Some stations on "UK West" are experiencing longer connection times or buffering/reconnections
Incident Report for Broadcast Radio
Postmortem

We' sorry for the inconvenience caused by data centre issues earlier today.

This morning, a data centre engineer received an alarm that one of the hard drives in part of the the UKWest streaming infrastructure was degraded. This had no impact itself, but would require the drive to be replaced to prevent issues happening in the future. In the vast majority of server hardware, including here, hard drives can be “hot swapped”, meaning the hard drive can be replaced without having to shut down the server, or having some other noticeable impact.
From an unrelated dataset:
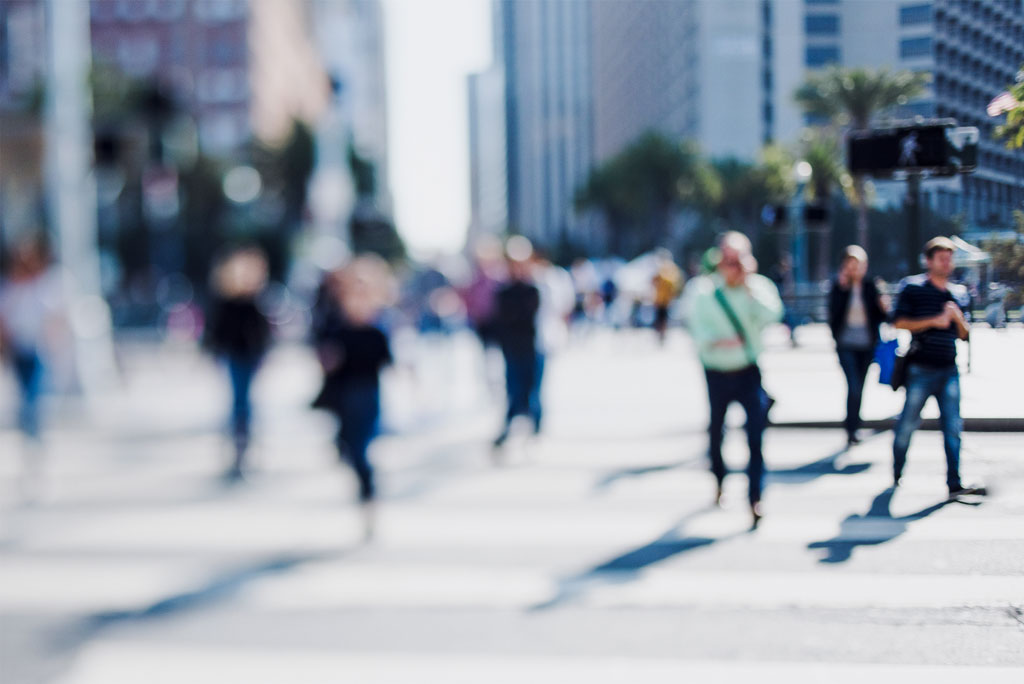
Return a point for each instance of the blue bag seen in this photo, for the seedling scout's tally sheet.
(885, 356)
The data centre engineer prepared a backup/mirror copy of the affected UKWest server, as a spare, in case any issues arose during the replacement. During this process, this spare server was prepared/configured onto the data centre's network.

However, the engineer mistakenly did not apply the correct firewall rules to the spare server - instead applying a default firewall policy. This policy only allowed traffic on ports 80 and 443.

Given its designation as a spare, as this new server had been configured with the same IP address as the UKWest server it would be replacing if needed, its firewall policy was pushed out to routers and devices across the data centre, which had the immediate and noticeable effect of blocking new connections to customer Icecast ports.

Following the restoration of the correct firewall rules, the data centre team have assured us that they will learn from this incident and adapt their processes to ensure this cannot happen again.

Posted Nov 23, 2023 - 13:23 GMT

Resolved
This incident has been resolved.
Posted Nov 23, 2023 - 10:54 GMT
Monitoring
A fix has been implemented and we are monitoring the results.
Posted Nov 23, 2023 - 10:45 GMT
Investigating
We're currently seeing a high number of streaming disconnections and reconnections on our UK West streaming Server.

We've are in direct contact with with the datacentre engineering team itself and they have confirmed they are are working on a networking and hosting connectivity issue with the datacentre that is affecting part of the infrastructure we are in.

Currently we are not expecting this to be a long duration and expect it to be resolved very shortly.
Posted Nov 23, 2023 - 10:35 GMT
This incident affected: Streaming, Web hosting, Apps and smart speaker skills (Streaming Services).